Date: 2010.04.27 (Tues) About 10:15am
Rose Park
[I
felt inspired that the Lord would be in most pain looking at hell so I
comforted the Lord’s heart and prayed that I wished for my heart, mind,
thoughts, spirit, soul, and body would all be changed into the Lord’s heart,
and this was Jesus’ message.]
*The words of Holy Son, Jesus*
I am so miserable. So
miserable.
Everyone I loved….
No, rather they are
still deeply embedded in my heart.
When I see them
receive the torments of Hell, it feels the same as if I am receiving the pain
myself.
With downpour of
sweat, I feel so miserable that I cannot even scream.
I can only moan with a
‘uk’, and tears flow down my face like a waterfall.
I have cried so much
tears that I thought I could cry no more….
But when I see my
beloved brides, tears flow endlessly once again.
My beloved ones.
My beloved ones, whom
I still love.
When I see you in that
place, my heart is torn and shattered.
My heart is so heavy.
My heart feels so much
anguish that I cannot stop groaning.
While you were in the
world, I called out to you so very much asking you to come to my side….
Yet you turned away
from me and indulged yourself with the world, your own life, and love.
You did not even
attempt to learn of my love…but still, I loved you.
I cannot do anything
for those who are already set to go to hell.
Now, when I think
about the eternal farewell, and about how much torment you will receive from
natural enemy, the demons, for eternity, it feels as though my heart will
burst.
Even with you there,
just as a mother will know in a glance where her child is, my eyes keep
gravitating towards you.
Every single day, my
heart is torn.
My heart is torn to
shreds then glued together again.
This pain is
unceasing.
Even at this very
moment, there are just too many people who take hurried steps towards death
that my heart is burning in anguish.
My heart burns until
no ashes remain.
That hell, that place
is a place anyone would least want to go.
And I cannot send my
brides there any longer so, even today, I speak through the people of mission
and show them the cruelty, pain, and the horror.
I so want to run to
them in one step and stop their torment but I cannot!
My love, my love.
Now, know and realize
my heart, and please obey my words and love only me the most, and instead of
that horrific place, live with me in the eternal world of happiness, and let’s
live a life of love of that place, Heaven.
And make yourself.
And go preach to my
brides who still go towards Hell out of ignorance!
Go and bring them
back.
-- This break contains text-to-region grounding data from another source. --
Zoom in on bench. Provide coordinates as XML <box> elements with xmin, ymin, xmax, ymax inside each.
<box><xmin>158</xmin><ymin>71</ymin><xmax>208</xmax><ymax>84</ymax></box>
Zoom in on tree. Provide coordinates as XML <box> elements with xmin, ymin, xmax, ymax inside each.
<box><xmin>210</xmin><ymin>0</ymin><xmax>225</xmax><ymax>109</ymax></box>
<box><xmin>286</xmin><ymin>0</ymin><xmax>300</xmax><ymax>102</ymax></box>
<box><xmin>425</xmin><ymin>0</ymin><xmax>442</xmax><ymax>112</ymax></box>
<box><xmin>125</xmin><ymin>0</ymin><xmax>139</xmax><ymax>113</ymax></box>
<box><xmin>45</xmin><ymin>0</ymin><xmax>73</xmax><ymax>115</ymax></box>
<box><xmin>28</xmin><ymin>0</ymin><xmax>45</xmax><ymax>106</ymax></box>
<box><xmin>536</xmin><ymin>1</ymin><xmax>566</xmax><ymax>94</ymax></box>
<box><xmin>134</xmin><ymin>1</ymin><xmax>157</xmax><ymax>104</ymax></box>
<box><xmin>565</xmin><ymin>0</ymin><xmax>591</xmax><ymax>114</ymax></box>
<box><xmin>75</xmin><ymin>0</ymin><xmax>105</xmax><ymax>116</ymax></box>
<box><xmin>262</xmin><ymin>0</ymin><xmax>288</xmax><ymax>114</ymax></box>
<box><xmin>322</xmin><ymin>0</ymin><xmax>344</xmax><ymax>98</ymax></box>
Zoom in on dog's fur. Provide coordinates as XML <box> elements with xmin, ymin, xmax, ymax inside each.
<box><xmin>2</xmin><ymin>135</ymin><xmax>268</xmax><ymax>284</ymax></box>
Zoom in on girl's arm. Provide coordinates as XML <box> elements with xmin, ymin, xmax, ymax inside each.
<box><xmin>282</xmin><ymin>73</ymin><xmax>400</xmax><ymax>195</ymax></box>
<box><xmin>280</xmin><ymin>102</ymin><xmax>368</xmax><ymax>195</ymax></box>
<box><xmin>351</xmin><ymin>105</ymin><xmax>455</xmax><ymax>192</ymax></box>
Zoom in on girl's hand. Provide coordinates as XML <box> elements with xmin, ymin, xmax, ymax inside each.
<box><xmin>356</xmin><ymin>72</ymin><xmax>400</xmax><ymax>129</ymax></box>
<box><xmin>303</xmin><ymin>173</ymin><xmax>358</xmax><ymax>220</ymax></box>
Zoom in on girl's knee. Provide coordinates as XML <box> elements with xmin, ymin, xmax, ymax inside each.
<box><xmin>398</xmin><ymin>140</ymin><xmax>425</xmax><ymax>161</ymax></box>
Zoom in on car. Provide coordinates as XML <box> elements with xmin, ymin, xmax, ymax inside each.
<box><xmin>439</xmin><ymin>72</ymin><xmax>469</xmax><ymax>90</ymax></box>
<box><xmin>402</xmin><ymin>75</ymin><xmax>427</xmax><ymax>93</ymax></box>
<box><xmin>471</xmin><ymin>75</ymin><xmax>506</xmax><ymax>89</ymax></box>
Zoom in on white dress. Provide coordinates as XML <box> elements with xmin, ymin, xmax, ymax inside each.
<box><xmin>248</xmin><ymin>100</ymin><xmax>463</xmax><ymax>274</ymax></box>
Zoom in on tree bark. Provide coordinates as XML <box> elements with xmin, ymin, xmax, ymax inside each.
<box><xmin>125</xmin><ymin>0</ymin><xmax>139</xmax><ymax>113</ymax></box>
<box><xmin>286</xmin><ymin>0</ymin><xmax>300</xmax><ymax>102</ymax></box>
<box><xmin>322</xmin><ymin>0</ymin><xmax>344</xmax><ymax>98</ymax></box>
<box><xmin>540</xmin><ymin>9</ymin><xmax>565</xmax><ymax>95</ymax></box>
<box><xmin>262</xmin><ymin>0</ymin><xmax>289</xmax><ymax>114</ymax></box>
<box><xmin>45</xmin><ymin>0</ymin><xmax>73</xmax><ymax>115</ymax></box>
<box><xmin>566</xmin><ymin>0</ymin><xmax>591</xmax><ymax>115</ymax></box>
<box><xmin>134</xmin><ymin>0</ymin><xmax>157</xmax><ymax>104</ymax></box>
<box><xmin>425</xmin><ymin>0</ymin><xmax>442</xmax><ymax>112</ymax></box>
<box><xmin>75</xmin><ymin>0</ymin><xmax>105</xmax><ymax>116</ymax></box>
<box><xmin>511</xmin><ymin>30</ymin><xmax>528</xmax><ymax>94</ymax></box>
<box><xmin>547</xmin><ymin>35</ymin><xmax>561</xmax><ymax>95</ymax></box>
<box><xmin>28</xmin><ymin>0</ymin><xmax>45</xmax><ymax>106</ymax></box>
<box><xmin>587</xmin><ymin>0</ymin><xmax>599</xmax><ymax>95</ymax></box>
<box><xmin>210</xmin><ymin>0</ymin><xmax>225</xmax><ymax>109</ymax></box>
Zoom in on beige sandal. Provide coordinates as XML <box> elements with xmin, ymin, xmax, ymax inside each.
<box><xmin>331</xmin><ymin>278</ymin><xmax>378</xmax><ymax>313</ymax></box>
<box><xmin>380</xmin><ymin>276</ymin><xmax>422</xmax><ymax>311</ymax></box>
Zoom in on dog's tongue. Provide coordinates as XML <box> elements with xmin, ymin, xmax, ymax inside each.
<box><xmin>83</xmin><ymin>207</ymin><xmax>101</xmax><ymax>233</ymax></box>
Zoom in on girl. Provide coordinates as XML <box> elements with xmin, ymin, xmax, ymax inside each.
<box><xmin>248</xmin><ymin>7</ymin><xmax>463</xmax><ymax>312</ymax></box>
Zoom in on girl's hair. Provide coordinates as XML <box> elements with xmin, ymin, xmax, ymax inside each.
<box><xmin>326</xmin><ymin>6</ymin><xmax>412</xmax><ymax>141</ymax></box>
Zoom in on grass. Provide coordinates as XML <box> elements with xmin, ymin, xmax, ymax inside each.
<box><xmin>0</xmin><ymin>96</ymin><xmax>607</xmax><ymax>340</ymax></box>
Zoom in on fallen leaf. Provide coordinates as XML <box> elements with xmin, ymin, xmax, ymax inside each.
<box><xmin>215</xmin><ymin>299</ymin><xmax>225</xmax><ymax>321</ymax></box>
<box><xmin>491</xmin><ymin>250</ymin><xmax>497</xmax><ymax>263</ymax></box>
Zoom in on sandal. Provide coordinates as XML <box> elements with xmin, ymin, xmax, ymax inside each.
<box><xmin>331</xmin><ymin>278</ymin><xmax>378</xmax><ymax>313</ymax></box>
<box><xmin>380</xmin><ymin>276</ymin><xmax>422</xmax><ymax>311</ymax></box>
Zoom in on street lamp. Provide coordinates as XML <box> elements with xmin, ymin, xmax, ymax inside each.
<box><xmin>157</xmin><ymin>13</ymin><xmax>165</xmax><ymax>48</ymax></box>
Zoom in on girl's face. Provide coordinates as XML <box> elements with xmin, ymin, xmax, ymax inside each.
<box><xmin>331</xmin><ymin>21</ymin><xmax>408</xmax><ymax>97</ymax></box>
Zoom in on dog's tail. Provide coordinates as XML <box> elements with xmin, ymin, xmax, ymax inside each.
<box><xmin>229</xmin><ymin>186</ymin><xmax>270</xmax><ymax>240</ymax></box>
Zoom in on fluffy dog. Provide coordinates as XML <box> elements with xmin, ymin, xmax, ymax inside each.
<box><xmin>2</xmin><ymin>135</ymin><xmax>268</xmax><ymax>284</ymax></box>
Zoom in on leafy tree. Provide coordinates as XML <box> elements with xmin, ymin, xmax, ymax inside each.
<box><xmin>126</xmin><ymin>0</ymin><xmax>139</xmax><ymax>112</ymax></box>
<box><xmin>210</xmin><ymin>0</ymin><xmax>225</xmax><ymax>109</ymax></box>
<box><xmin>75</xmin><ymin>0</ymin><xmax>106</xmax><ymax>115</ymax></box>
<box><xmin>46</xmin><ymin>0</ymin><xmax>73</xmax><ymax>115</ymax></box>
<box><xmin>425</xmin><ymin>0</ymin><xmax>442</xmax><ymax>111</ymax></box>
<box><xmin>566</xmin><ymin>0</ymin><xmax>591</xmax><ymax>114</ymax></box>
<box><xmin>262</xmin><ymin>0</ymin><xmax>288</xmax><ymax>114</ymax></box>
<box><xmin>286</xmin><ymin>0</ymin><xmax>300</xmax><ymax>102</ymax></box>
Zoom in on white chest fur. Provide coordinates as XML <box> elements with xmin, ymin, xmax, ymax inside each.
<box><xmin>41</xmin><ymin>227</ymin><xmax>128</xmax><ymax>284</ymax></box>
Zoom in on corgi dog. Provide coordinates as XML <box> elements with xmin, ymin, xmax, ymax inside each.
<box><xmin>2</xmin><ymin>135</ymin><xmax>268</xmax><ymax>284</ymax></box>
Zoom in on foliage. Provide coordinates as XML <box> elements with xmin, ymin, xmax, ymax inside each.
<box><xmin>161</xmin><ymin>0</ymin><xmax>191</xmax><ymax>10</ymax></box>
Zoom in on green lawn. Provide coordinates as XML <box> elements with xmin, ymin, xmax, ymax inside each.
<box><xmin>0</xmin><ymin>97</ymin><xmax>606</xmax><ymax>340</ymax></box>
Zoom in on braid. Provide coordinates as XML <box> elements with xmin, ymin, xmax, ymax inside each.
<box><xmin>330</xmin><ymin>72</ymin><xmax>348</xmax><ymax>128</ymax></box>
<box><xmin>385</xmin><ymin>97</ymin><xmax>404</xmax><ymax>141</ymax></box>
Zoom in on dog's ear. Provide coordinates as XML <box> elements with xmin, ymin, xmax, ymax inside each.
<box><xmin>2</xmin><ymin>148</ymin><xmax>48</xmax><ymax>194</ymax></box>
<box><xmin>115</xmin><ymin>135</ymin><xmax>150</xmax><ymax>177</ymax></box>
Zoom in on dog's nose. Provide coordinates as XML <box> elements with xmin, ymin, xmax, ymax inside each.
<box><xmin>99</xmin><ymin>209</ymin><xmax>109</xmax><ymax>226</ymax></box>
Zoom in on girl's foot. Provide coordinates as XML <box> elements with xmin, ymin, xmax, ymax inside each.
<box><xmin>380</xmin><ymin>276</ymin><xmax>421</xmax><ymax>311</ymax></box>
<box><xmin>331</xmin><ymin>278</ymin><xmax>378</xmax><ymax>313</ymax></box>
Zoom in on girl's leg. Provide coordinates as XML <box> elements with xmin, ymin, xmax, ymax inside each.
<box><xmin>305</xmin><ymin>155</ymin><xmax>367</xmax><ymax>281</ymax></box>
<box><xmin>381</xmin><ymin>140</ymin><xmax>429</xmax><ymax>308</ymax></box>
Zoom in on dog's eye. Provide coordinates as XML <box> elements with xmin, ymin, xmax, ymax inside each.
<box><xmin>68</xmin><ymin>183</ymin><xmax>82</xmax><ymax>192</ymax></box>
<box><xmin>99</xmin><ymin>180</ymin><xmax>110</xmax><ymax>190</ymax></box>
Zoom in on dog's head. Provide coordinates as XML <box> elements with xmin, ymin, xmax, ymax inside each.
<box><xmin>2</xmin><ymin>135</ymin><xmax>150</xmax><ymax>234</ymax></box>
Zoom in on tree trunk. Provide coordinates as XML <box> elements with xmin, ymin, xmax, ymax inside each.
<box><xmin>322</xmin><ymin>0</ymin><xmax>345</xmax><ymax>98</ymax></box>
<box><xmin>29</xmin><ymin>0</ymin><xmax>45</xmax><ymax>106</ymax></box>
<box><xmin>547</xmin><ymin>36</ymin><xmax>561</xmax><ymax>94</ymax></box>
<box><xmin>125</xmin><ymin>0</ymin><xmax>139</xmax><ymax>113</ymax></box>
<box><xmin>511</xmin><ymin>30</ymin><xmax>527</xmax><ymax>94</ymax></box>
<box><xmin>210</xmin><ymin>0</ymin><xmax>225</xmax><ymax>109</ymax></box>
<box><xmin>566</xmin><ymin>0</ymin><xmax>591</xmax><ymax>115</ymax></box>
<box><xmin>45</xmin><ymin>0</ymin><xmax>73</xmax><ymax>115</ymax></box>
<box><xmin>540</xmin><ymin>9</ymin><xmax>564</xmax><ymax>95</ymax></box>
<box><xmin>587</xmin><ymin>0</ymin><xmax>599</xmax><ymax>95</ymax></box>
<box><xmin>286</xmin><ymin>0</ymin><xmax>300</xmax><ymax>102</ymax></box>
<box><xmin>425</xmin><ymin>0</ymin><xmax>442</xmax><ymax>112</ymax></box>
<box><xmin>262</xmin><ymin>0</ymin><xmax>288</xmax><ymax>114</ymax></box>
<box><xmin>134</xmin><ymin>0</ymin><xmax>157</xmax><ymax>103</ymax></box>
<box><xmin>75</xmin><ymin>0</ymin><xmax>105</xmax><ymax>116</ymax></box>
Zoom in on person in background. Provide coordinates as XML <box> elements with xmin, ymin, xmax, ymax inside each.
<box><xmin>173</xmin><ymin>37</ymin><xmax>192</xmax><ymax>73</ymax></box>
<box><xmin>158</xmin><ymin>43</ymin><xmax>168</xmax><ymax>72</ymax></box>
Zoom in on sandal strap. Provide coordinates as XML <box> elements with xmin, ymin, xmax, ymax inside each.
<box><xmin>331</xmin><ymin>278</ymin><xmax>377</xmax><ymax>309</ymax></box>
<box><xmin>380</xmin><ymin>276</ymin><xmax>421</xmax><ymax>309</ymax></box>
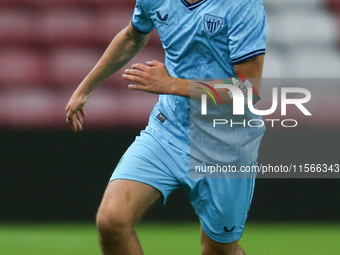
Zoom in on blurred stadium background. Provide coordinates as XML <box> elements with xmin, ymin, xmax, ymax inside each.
<box><xmin>1</xmin><ymin>0</ymin><xmax>340</xmax><ymax>254</ymax></box>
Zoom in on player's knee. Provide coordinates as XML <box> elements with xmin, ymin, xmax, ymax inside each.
<box><xmin>235</xmin><ymin>245</ymin><xmax>246</xmax><ymax>255</ymax></box>
<box><xmin>201</xmin><ymin>244</ymin><xmax>245</xmax><ymax>255</ymax></box>
<box><xmin>201</xmin><ymin>250</ymin><xmax>237</xmax><ymax>255</ymax></box>
<box><xmin>96</xmin><ymin>208</ymin><xmax>133</xmax><ymax>239</ymax></box>
<box><xmin>201</xmin><ymin>246</ymin><xmax>228</xmax><ymax>255</ymax></box>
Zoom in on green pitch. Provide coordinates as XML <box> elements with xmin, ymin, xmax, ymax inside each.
<box><xmin>0</xmin><ymin>222</ymin><xmax>339</xmax><ymax>255</ymax></box>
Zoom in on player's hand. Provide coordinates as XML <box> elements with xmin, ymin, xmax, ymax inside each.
<box><xmin>123</xmin><ymin>60</ymin><xmax>174</xmax><ymax>94</ymax></box>
<box><xmin>65</xmin><ymin>92</ymin><xmax>89</xmax><ymax>132</ymax></box>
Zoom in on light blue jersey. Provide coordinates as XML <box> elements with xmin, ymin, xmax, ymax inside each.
<box><xmin>110</xmin><ymin>1</ymin><xmax>267</xmax><ymax>242</ymax></box>
<box><xmin>132</xmin><ymin>0</ymin><xmax>267</xmax><ymax>165</ymax></box>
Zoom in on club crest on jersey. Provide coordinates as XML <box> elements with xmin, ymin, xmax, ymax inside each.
<box><xmin>204</xmin><ymin>14</ymin><xmax>223</xmax><ymax>37</ymax></box>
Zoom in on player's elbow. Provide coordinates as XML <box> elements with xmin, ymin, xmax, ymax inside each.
<box><xmin>124</xmin><ymin>22</ymin><xmax>150</xmax><ymax>47</ymax></box>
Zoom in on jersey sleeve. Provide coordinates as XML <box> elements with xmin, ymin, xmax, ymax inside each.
<box><xmin>227</xmin><ymin>0</ymin><xmax>267</xmax><ymax>64</ymax></box>
<box><xmin>131</xmin><ymin>0</ymin><xmax>154</xmax><ymax>34</ymax></box>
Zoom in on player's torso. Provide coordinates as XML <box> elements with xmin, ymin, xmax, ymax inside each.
<box><xmin>147</xmin><ymin>0</ymin><xmax>236</xmax><ymax>79</ymax></box>
<box><xmin>142</xmin><ymin>0</ymin><xmax>267</xmax><ymax>163</ymax></box>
It is pressing. It is urgent.
Now, soon the two
doors leading to Heaven and Hell are left open, and Satan and demons will
receive judgment soon. Plus, their judgments are already decided. So, they are
desperate to take many people with them so please, realize what I am feeling deep
heart and let’s quickly save lives.
Let’s go hand in hand
so that tears will no longer flow down my face!
My beloved.
You are now by my side
so you are the same as someone who truly has everything. I love you.
My love, let’s work
together even more.
I want you to do all
things feeling what I feel.
I want you to know
that I love you. My love.
Let’s hold our hands
ever more tightly and let’s not ever part.
I do love you.
Let’s be one always!
I hope that my heart
was conveyed to you even the slightest bit and that your spirit will be
awakened.
I love you.
From me, the Lord,
Jesus Christ, who loves you laying down everything.